GETTING YOUR MORTGAGE THE RIGHT MORTGAGE FOR YOU When it comes to home financing, there’s no one-size-fits-all approach. There are a variety of loan programs available to meet your specific financial situation, and you should talk to your lender about which one is right for you.

LOAN TYPES: CONVENTIONAL VS. GOVERNMENT SPONSORED Conventional Loans: With a conventional loan, the lender assumes the risk for lending you money. As a result, conventional loans have more stringent credit requirements and higher down payment requirements. Jumbo: Jumbo loans are those that exceed the conforming loan limits. Interest rates are usually higher on jumbo loans because they represent greater risk to the lender. There may also be stricter credit standards and underwriting requirements. Government-sponsored loans: With a government-sponsored loan, the government backs the loan, or assumes the risk for lending you money. They typically have lower credit and down payment requirements to make it easier for you to obtain a mortgage. FHA: Federal Housing Administration (FHA) loans allow you to purchase a home with as little as 3.5% down. Because of the low down payment, borrowers are required to pay a mortgage insurance premium (MIP) on top of their monthly payment. VA: Backed by the U.S. Department of Veterans Affairs, VA loans require no down payment (100% financing) and no mortgage insurance. They are available to eligible veterans, active duty members, reservists, National Guard members, and surviving spouses. USDA: Backed by the U.S. Department of Agriculture, USDA loans are available for homes in eligible rural areas. While USDA loans do not require a down payment, they do require mortgage insurance. Conforming: Conforming loans are those that adhere to loan limits set by the Federal Housing Finance Agency.

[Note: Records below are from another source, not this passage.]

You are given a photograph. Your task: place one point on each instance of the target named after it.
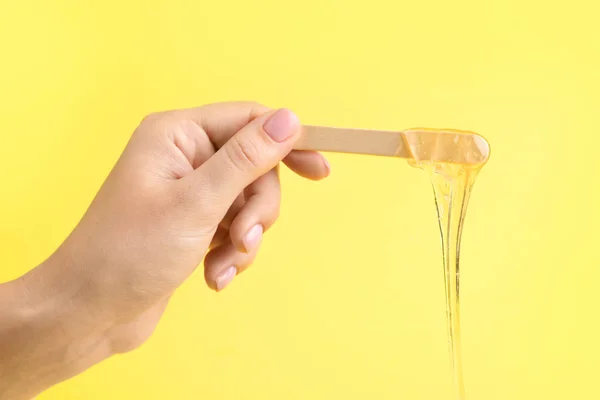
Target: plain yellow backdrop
(346, 299)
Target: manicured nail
(327, 165)
(225, 277)
(281, 125)
(252, 238)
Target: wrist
(47, 333)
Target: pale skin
(192, 185)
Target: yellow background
(346, 299)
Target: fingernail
(253, 237)
(225, 277)
(327, 165)
(281, 125)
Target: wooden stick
(447, 145)
(358, 141)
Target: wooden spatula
(419, 144)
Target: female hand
(189, 182)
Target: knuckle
(243, 154)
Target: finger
(221, 237)
(259, 213)
(221, 121)
(308, 164)
(233, 211)
(223, 263)
(250, 153)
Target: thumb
(253, 151)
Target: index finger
(221, 121)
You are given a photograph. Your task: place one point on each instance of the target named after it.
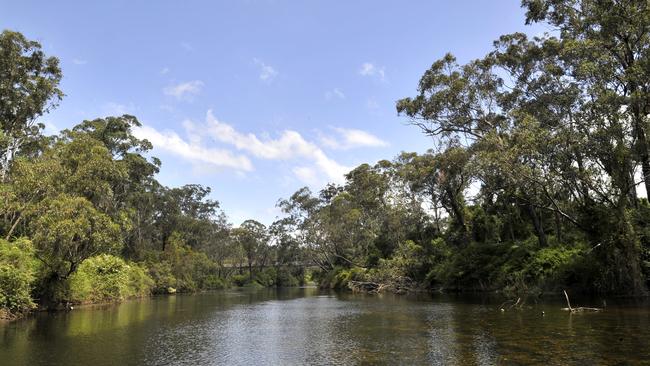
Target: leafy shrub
(214, 282)
(286, 278)
(266, 277)
(17, 274)
(108, 278)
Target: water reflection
(305, 326)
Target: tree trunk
(538, 226)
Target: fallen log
(578, 309)
(362, 286)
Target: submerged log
(578, 309)
(362, 286)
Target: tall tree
(29, 83)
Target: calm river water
(306, 326)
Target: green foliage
(18, 268)
(181, 268)
(106, 278)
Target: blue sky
(256, 98)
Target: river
(307, 326)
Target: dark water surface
(305, 326)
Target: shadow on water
(307, 326)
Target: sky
(256, 99)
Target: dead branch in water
(518, 304)
(578, 309)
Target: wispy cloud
(372, 70)
(334, 93)
(184, 91)
(289, 145)
(171, 142)
(349, 138)
(117, 109)
(267, 72)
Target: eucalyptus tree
(253, 238)
(29, 88)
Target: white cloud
(334, 93)
(289, 145)
(171, 142)
(267, 72)
(369, 69)
(184, 90)
(350, 138)
(116, 109)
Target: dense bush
(18, 267)
(180, 268)
(106, 278)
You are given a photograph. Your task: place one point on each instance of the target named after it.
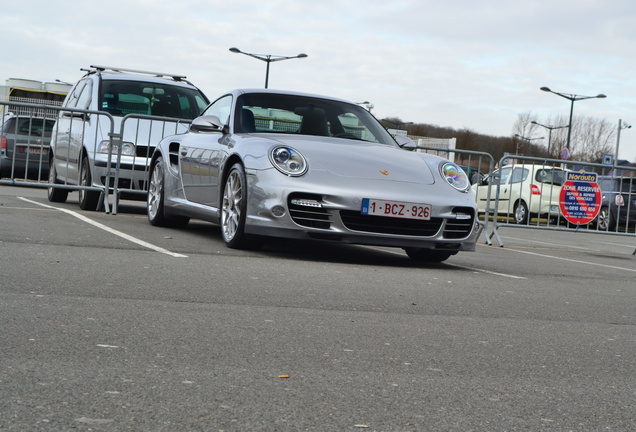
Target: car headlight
(455, 176)
(127, 148)
(287, 160)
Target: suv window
(221, 108)
(137, 97)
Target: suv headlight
(127, 148)
(455, 176)
(288, 160)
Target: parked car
(81, 143)
(264, 163)
(618, 205)
(524, 191)
(24, 146)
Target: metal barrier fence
(106, 157)
(551, 194)
(529, 192)
(114, 151)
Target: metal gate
(539, 193)
(117, 150)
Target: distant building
(33, 92)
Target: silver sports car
(264, 163)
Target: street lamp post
(550, 129)
(572, 98)
(268, 58)
(621, 125)
(525, 138)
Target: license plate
(398, 209)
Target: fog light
(278, 211)
(306, 202)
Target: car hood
(361, 160)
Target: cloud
(460, 64)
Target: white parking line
(466, 268)
(572, 260)
(108, 229)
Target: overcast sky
(453, 63)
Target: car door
(200, 156)
(71, 128)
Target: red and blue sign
(580, 198)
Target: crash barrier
(551, 194)
(139, 135)
(474, 163)
(117, 149)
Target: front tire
(428, 255)
(88, 199)
(55, 194)
(521, 215)
(155, 200)
(234, 208)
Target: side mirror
(405, 142)
(207, 124)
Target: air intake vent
(306, 210)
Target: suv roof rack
(95, 68)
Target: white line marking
(488, 271)
(110, 230)
(573, 260)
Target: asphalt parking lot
(112, 324)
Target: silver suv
(116, 114)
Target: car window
(519, 175)
(306, 115)
(221, 108)
(500, 176)
(628, 185)
(35, 126)
(120, 98)
(551, 176)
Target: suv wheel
(521, 213)
(88, 199)
(604, 220)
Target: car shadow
(321, 251)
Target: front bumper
(334, 212)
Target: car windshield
(149, 98)
(305, 115)
(552, 176)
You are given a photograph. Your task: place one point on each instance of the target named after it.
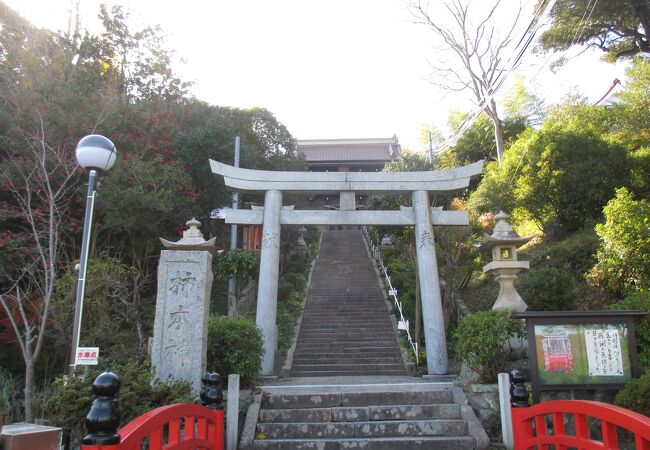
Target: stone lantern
(505, 266)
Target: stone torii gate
(348, 184)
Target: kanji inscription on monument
(182, 307)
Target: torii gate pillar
(434, 325)
(267, 294)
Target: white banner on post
(87, 356)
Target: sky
(327, 69)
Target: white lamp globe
(96, 152)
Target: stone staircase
(383, 416)
(345, 329)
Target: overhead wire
(527, 38)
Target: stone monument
(504, 242)
(182, 306)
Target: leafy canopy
(620, 28)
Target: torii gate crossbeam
(273, 215)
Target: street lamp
(94, 152)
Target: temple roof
(339, 150)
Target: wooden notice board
(573, 350)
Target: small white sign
(604, 354)
(87, 356)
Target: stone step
(347, 346)
(343, 373)
(298, 430)
(356, 365)
(350, 355)
(390, 443)
(362, 413)
(323, 336)
(301, 360)
(282, 400)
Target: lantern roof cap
(192, 239)
(503, 234)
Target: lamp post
(94, 152)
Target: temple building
(346, 155)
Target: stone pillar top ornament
(192, 240)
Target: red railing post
(187, 425)
(104, 416)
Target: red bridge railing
(573, 424)
(181, 426)
(172, 427)
(530, 429)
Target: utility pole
(232, 295)
(430, 148)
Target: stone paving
(346, 329)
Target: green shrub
(624, 251)
(71, 398)
(636, 395)
(639, 300)
(548, 289)
(234, 346)
(481, 341)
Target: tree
(543, 174)
(477, 51)
(624, 251)
(477, 142)
(620, 28)
(40, 183)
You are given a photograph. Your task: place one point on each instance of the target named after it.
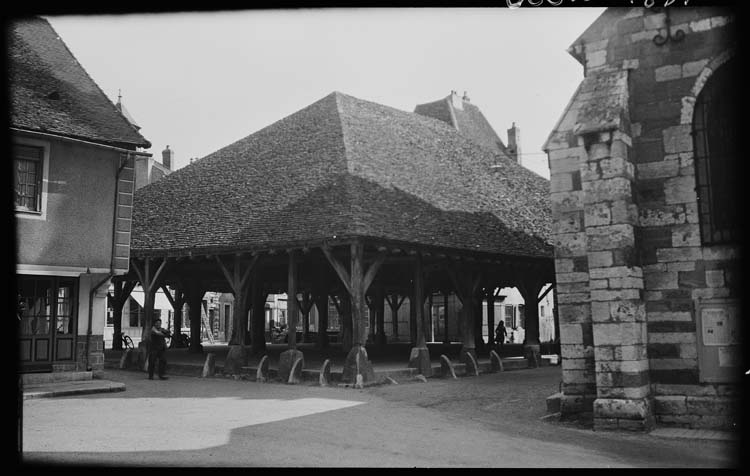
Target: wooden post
(412, 320)
(380, 314)
(430, 318)
(420, 355)
(291, 302)
(466, 284)
(320, 298)
(356, 282)
(257, 328)
(490, 294)
(305, 306)
(479, 321)
(149, 280)
(194, 297)
(121, 293)
(238, 281)
(357, 292)
(556, 317)
(177, 302)
(529, 285)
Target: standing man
(156, 350)
(500, 333)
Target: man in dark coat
(157, 347)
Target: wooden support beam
(238, 282)
(372, 270)
(357, 292)
(419, 299)
(149, 282)
(549, 288)
(339, 268)
(291, 303)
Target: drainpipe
(111, 262)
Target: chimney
(167, 157)
(456, 101)
(514, 143)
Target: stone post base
(286, 362)
(419, 359)
(235, 360)
(357, 365)
(623, 414)
(466, 350)
(533, 354)
(576, 406)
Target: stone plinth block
(553, 403)
(357, 365)
(469, 357)
(126, 358)
(626, 409)
(496, 363)
(235, 360)
(573, 405)
(261, 375)
(286, 362)
(142, 357)
(419, 359)
(446, 367)
(532, 353)
(325, 373)
(295, 374)
(209, 366)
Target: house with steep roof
(645, 190)
(466, 117)
(350, 199)
(73, 154)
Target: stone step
(54, 377)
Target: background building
(73, 158)
(644, 182)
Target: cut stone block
(325, 373)
(261, 375)
(553, 403)
(446, 367)
(496, 363)
(357, 364)
(471, 364)
(287, 360)
(235, 360)
(295, 374)
(419, 359)
(126, 358)
(209, 366)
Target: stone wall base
(623, 414)
(576, 406)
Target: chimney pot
(167, 157)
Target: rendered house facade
(73, 155)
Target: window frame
(42, 193)
(710, 194)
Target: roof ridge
(109, 101)
(454, 119)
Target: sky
(198, 81)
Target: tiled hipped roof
(468, 120)
(51, 92)
(344, 167)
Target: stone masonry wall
(677, 270)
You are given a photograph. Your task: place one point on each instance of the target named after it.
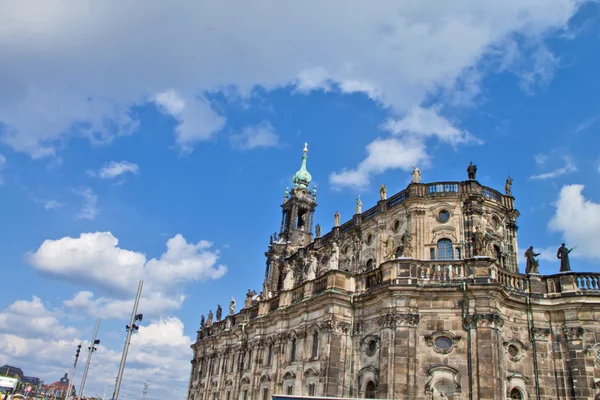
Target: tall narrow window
(445, 251)
(371, 391)
(293, 351)
(315, 352)
(249, 365)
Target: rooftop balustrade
(419, 273)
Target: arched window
(315, 352)
(445, 251)
(371, 391)
(269, 354)
(293, 351)
(516, 394)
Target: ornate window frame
(366, 375)
(442, 372)
(515, 344)
(365, 343)
(517, 381)
(430, 339)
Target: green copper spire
(302, 178)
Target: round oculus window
(443, 216)
(371, 348)
(443, 343)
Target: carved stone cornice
(387, 321)
(484, 320)
(358, 328)
(391, 320)
(573, 332)
(540, 333)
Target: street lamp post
(92, 348)
(70, 387)
(132, 327)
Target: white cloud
(90, 63)
(89, 210)
(252, 137)
(31, 319)
(96, 259)
(427, 123)
(159, 352)
(157, 303)
(197, 121)
(578, 221)
(566, 169)
(114, 169)
(405, 152)
(382, 155)
(2, 165)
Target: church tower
(297, 216)
(298, 208)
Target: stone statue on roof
(508, 186)
(416, 175)
(532, 264)
(232, 306)
(472, 171)
(563, 255)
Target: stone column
(404, 371)
(387, 336)
(334, 372)
(487, 365)
(576, 363)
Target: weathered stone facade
(395, 304)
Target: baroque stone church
(417, 297)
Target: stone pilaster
(487, 328)
(405, 357)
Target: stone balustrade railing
(419, 273)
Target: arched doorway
(444, 389)
(370, 391)
(516, 394)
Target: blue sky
(156, 143)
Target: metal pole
(126, 347)
(87, 364)
(68, 395)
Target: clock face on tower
(444, 216)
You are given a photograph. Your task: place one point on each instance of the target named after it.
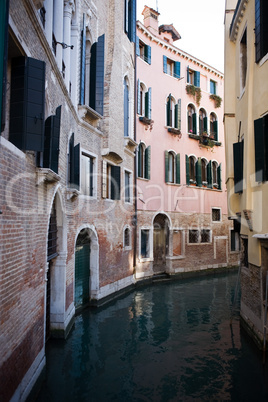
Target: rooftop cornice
(177, 51)
(237, 18)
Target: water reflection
(168, 342)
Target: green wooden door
(82, 272)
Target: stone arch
(90, 234)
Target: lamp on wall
(64, 46)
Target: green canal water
(167, 342)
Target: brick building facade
(66, 152)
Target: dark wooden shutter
(238, 150)
(194, 123)
(187, 167)
(77, 166)
(259, 142)
(126, 109)
(4, 12)
(147, 162)
(165, 64)
(197, 79)
(83, 62)
(115, 182)
(177, 69)
(219, 176)
(178, 169)
(166, 167)
(27, 104)
(209, 174)
(52, 141)
(97, 75)
(198, 169)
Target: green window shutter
(76, 159)
(177, 69)
(197, 79)
(165, 64)
(178, 169)
(138, 97)
(4, 12)
(27, 104)
(187, 169)
(148, 162)
(137, 46)
(219, 176)
(166, 166)
(194, 123)
(149, 53)
(215, 130)
(238, 151)
(83, 62)
(168, 111)
(52, 141)
(115, 182)
(209, 174)
(259, 142)
(146, 104)
(198, 172)
(97, 75)
(206, 124)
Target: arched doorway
(82, 269)
(161, 242)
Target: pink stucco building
(182, 199)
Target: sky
(200, 24)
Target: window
(193, 236)
(243, 60)
(144, 161)
(191, 119)
(87, 174)
(126, 109)
(261, 32)
(213, 127)
(144, 51)
(130, 19)
(26, 129)
(213, 87)
(144, 243)
(127, 186)
(216, 214)
(171, 67)
(127, 239)
(238, 157)
(111, 181)
(173, 112)
(172, 167)
(193, 77)
(261, 149)
(205, 236)
(203, 124)
(144, 100)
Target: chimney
(150, 19)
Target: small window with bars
(193, 236)
(216, 214)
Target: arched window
(126, 109)
(191, 119)
(213, 126)
(202, 122)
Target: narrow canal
(167, 342)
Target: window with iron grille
(205, 236)
(216, 214)
(193, 236)
(52, 235)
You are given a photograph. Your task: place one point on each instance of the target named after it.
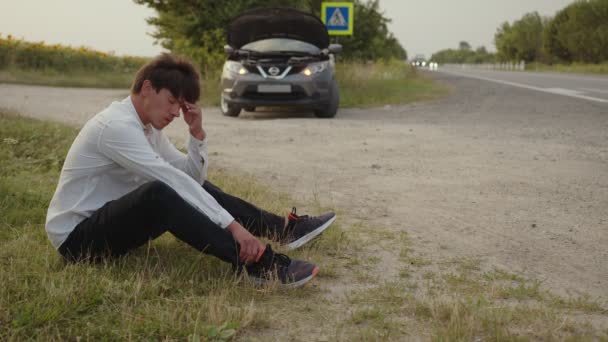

What type of loan is right for you? Fixed Rate: A fixed rate loan provides a fixed rate throughout the life of the loan, meaning the rate will not change 10, 20, or 30 years from now. A fixed rate loan may be the better choice if you want stable payments and plan to live in your home long-term. ARM: With adjustable rate mortgages (ARMs), the interest rate will fluctuate over time. ARMs can either go up or down, which will affect your monthly payment. An ARM may be a good option if you only plan to live in your home for a few years.